Selon les recherches de l'historien montréalais David O'Keefe, le débarquement du 19 août 1942 visait à capturer l'appareil de cryptage Enigma de l'armée allemande.

En 1995, à Londres, dans un document récemment déclassifié par l'armée britannique, l'historien militaire montréalais David O'Keefe découvre une phrase surprenante: «Pour ce qui est du matériel à capturer, l'équipe de Dieppe n'a pas atteint ses objectifs.» Cet indice l'a mené à remettre en question les motifs du débarquement de Dieppe, le 19 août 1942, l'un des jours noirs de l'histoire militaire canadienne.

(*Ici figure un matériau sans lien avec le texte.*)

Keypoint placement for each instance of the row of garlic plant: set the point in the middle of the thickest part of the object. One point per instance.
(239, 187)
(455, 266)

«Les explications les plus diverses existent sur les motifs de Dieppe», explique en entrevue M. O'Keefe, qui vient de publier sa thèse dans le livre One Day in August.

«On a parlé d'une répétition générale pour un débarquement ultérieur. De la volonté britannique de montrer à la Russie et aux États-Unis qu'un débarquement en France était prématuré. Ou carrément de vanité personnelle des chefs militaires. Je crois avoir trouvé l'explication la plus valable: on cherchait à capturer un nouvel appareil Enigma de cryptage des communications allemandes. Elle a aussi le mérite de rendre Dieppe plus acceptable, malgré les pertes», dit-il

La moitié des soldats qui ont débarqué à Dieppe sont morts ou ont été capturés. Chez les Fusiliers Mont-Royal, la seule unité canadienne-française du raid, le taux de pertes a été encore plus élevé, près de 80%.

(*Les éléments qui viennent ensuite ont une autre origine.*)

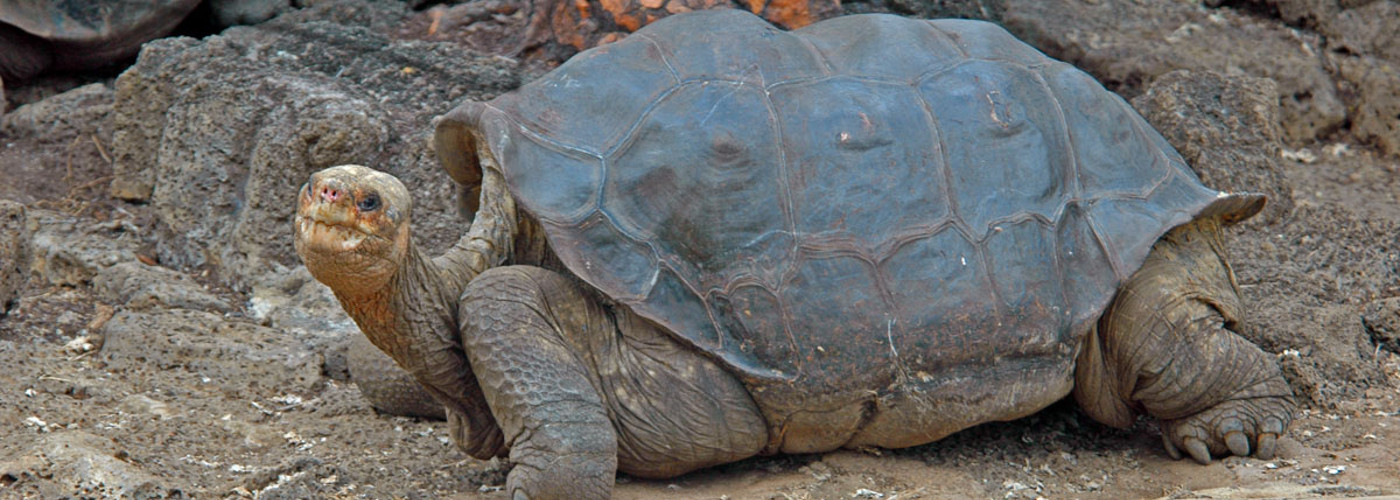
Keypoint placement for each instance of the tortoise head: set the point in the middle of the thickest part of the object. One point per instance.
(352, 227)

La phrase qu'a lue M. O'Keefe à Londres en 1995 était surprenante, parce que le document en question portait sur les activités d'un commando spécialement attitré à l'opération Ultra. Cette dernière avait réussi à percer le cryptage des premiers appareils Enigma, ce qui permettait de savoir où les sous-marins allemands se trouvaient dans l'Atlantique, et donc de protéger les convois vers la Grande-Bretagne assiégée. Le nouvel appareil Enigma, à quatre rouages, changeait la donne. Les navires alliés coulaient les uns après les autres et la Grande-Bretagne était au bord de la panne sèche et de la famine.

Dix-huit ans de travaux

Après un séjour dans le régiment montréalais des Black Watch, M. O'Keefe a travaillé à la division historique de l'armée canadienne, puis à son compte, toujours comme historien militaire (notamment avec History Channel).

«En 1995, je travaillais sur Ultra», explique M. O'Keefe, qui vient d'une famille militaire montréalaise - deux de ses cousins ont notamment servi en Afghanistan. «J'ai commencé à mettre ensemble les morceaux du casse-tête. J'y ai travaillé 18 ans avant d'être confiant d'être en terrain solide.»

Les Britanniques avaient percé les secrets d'Enigma en capturant des appareils à bord de remorqueurs allemands. «Pour ne pas que les Allemands aient des soupçons, ils utilisaient des moyens disproportionnés pour capturer les remorqueurs, par exemple plusieurs contre-torpilleurs (destroyers), dit l'historien montréalais. C'est la même tactique à l'oeuvre à Dieppe: 6000 soldats seulement pour capturer le nouvel appareil à quatre rouages.»

De peur que les Allemands ne comprennent leurs intentions, les Britanniques ont cessé de viser les remorqueurs pour capturer plutôt des appareils Enigma dans les ports occupés par les Allemands.

«Il y a eu un raid en Norvège, puis d'autres, avec des moyens toujours plus importants, dit M. O'Keefe. Dieppe s'insère parfaitement dans cette progression. Et on voit que l'objectif était vraiment la zone du port qui abritait l'unité Enigma. C'est là que les Fusiliers ont été envoyés à l'abattoir, et après eux une unité de commando britannique. C'était le point central de l'attaque et il était hors de question d'abandonner, même après deux tentatives infructueuses.»

James Bond au combat

En ce jour du Souvenir, les recherches de M. O'Keefe permettront, espère-t-il, de donner un sens au sacrifice de plus de 2000 Canadiens. Au passage, il a aussi découvert une information captivante. Le responsable de l'opération de capture de l'appareil Enigma à Dieppe était Ian Fleming, le créateur de James Bond.